4. Causes of the Duration of the Revolution.

 

If we limit the Revolution to the time necessary for the conquest of its fundamental principles—equality before the law, free access to public functions, popular sovereignty, control of expenditures, &c.—we may say that it lasted only a few months. Towards the middle of 1789 all this was accomplished, and during the years that followed nothing was added to it, yet the Revolution lasted much longer.

Confining the duration to the dates admitted by the official historians, we see it persisting until the advent of Bonaparte, a space of some ten years.

Why did this period of disorganisation and violence follow the establishment of the new principles? We need not seek the cause in the foreign war, which might on several occasions have been terminated, thanks to the divisions of the allies and the constant victories of the French; neither must we look for it in the sympathy of Frenchmen for the revolutionary Government. Never was rule more cordially hated and despised than that of the Assemblies. By its revolts as well as by its repeated votes a great part of the nation displayed the horror with which it regarded the system.

This last point, the aversion of France for the revolutionary regime, so long misunderstood, has been well displayed by recent historians. The author of the last book published on the Revolution, M. Madelin, has well summarised their opinion in the following words:—

“As early as 1793 a party by no means numerous had seized upon France, the Revolution, and the Republic. Now, three-quarters of France longed for the Revolution to be checked, or rather delivered from its odious exploiters; but these held the unhappy country by a thousand means… . As the Terror was essential to them if they were to rule, they struck at whomsoever seemed at any given moment to be opposed to the Terror, were they the best servants of the Revolution.”

Up to the end of the Directory the government was exercised by Jacobins, who merely desired to retain, along with the supreme power, the riches they had accumulated by murder and pillage, and were ready to surrender France to any one who would guarantee them free possession of these. That they negotiated the coup d’etat of Brumaire with Napoleon was simply to the fact that they had not been able to realise their wishes with regard to Louis XVIII.

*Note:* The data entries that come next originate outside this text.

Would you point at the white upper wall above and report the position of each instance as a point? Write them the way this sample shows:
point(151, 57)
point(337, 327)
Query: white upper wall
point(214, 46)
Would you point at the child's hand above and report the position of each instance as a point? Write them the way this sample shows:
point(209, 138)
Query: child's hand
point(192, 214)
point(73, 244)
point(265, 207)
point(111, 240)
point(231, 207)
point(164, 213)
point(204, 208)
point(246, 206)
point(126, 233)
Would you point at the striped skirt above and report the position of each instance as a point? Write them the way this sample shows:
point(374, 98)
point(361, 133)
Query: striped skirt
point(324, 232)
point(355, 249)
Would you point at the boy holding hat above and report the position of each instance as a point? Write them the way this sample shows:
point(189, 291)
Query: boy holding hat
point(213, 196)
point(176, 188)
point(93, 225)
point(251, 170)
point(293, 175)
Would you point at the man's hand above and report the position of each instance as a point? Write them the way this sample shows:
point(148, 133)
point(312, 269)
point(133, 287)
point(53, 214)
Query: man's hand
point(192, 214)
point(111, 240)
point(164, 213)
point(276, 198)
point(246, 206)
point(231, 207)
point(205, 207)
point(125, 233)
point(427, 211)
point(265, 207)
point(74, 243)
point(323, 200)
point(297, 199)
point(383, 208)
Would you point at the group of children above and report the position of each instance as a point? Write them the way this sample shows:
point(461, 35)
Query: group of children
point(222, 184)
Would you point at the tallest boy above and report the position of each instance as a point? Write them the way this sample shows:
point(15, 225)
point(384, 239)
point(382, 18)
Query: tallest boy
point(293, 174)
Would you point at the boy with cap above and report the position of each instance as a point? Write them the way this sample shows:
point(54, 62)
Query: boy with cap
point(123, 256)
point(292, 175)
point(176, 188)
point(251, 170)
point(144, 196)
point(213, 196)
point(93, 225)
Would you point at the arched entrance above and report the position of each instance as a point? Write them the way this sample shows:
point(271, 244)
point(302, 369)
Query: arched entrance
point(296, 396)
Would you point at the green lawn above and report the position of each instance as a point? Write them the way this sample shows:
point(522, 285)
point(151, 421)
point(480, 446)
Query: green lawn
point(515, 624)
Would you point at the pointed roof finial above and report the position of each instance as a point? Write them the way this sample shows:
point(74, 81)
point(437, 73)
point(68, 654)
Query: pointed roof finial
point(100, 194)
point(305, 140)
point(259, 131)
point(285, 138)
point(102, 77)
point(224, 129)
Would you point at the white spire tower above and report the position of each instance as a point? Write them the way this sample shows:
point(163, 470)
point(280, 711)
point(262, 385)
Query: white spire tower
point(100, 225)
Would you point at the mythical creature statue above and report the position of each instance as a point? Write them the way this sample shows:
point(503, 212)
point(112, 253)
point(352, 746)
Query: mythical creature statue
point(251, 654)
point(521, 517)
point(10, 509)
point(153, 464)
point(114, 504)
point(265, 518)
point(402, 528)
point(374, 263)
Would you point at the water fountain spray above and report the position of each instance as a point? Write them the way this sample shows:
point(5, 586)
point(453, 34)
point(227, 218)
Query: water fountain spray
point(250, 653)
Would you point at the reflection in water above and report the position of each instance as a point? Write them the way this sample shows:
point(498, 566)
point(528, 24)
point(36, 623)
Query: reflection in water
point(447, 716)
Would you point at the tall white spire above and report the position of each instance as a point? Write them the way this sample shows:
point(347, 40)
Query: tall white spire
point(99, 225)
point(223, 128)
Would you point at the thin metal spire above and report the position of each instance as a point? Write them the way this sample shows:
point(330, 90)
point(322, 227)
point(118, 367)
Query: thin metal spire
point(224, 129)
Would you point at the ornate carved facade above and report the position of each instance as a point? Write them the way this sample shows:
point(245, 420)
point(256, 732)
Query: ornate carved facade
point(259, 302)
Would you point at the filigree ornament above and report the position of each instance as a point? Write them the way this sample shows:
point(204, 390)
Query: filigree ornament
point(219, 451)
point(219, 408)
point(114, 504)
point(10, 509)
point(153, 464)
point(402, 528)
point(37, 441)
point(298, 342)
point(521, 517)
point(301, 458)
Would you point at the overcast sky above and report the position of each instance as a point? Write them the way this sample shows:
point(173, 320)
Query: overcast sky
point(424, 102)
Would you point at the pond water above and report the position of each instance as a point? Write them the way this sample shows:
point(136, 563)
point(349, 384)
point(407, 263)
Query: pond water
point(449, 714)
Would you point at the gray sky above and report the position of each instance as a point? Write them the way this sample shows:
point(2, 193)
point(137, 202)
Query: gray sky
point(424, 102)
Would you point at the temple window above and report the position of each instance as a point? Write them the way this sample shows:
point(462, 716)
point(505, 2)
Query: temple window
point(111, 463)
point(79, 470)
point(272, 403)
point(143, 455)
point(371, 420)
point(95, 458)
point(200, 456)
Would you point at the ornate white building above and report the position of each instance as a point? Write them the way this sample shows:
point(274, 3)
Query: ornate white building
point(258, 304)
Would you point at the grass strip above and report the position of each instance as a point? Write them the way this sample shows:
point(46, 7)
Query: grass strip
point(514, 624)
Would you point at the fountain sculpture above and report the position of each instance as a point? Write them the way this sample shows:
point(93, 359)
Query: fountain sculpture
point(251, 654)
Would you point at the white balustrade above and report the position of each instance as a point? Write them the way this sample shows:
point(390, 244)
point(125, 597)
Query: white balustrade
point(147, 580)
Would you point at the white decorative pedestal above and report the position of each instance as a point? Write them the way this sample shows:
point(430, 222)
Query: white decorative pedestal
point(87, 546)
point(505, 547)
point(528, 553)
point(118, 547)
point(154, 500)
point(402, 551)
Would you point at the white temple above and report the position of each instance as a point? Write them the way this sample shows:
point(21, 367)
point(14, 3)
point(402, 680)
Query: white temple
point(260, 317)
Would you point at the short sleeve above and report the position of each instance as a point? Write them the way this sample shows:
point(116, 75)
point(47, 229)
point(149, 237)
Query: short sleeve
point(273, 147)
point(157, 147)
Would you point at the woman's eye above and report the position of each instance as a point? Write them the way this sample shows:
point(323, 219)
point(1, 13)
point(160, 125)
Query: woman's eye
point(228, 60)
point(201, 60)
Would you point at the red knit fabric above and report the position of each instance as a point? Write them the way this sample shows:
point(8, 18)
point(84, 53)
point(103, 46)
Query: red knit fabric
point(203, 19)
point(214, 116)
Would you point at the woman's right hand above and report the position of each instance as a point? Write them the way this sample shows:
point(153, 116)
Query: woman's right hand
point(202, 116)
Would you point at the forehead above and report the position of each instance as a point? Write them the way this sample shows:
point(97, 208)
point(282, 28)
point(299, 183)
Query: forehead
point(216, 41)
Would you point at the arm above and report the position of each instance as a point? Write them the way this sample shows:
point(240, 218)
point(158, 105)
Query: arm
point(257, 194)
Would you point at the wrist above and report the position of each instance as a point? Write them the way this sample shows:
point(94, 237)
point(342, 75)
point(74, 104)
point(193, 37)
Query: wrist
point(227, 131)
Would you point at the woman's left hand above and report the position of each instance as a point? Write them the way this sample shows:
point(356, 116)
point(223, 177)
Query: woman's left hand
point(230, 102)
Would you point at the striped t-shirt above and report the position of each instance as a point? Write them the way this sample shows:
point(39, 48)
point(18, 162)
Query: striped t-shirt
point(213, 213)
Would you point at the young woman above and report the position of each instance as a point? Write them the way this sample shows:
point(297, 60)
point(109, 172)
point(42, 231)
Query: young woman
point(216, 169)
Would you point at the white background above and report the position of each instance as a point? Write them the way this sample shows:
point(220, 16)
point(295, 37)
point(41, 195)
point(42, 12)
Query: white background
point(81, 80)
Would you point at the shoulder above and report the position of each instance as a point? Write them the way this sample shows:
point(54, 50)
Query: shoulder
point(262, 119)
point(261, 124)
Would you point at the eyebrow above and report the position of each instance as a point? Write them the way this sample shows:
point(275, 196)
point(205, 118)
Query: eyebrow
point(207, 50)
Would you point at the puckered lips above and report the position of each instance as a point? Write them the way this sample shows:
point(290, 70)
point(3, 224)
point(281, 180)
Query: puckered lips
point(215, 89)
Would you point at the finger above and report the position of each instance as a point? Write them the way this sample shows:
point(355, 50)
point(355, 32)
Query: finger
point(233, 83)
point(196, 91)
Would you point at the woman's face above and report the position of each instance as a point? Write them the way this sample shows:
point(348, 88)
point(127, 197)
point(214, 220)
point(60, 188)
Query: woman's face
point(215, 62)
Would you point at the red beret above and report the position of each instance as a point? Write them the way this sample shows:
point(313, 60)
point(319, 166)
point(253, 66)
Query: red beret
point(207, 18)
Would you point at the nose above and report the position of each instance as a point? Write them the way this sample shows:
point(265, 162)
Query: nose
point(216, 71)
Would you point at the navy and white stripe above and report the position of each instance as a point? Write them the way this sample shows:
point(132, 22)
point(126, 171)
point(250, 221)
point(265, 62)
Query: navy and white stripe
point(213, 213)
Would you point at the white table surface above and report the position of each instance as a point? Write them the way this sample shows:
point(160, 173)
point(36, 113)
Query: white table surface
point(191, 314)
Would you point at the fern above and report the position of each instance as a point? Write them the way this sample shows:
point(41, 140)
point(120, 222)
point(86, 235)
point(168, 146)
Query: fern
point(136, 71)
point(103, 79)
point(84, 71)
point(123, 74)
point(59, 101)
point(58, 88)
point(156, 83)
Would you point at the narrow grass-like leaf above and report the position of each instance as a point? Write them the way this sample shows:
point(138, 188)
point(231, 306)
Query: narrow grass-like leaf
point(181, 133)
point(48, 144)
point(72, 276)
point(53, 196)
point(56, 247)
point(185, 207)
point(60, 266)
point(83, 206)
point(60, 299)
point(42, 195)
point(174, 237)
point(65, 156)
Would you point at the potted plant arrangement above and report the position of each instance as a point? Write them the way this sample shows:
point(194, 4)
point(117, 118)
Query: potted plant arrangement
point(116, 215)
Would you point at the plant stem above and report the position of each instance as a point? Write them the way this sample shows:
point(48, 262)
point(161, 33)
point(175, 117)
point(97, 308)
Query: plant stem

But how explain the fact that a Government so tyrannical and so dishonoured was able to survive for so many years?

It was not merely because the revolutionary religion still survived in men’s minds, nor because it was forced on them by means of persecution and bloodshed, but especially, as I have already stated, on account of the great interest which a large portion of the population had in maintaining it.

This point is fundamental. If the Revolution had remained a theoretical religion, it would probably have been of short duration. But the belief which had just been founded very quickly emerged from the domain of pure theory.

The Revolution did not confine itself to despoiling the monarchy, the nobility, and the clergy of their powers of government. In throwing into the hands of the bourgeoisie and the large numbers of peasantry the wealth and the employments of the old privileged classes it had at the same stroke turned them into obstinate supporters of the revolutionary system. All those who had acquired the property of which the nobles and clergy had been despoiled had obtained lands and chateaux at low prices, and were terrified lest the restoration of the monarchy should force them to make general restitution.

It was largely for these reasons that a Government which, at any normal period, would never have been endured, was able to survive until a master should re-establish order, while promising to maintain not only the moral but also the material conquests of the Revolution. Bonaparte realised these anxieties, and was promptly and enthusiastically welcomed. Material conquests which were still contestable and theoretical principles which were still fragile were by him incorporated in institutions and the laws. It is an error to say that the Revolution terminated with his advent. Far from destroying it, he ratified and consolidated it.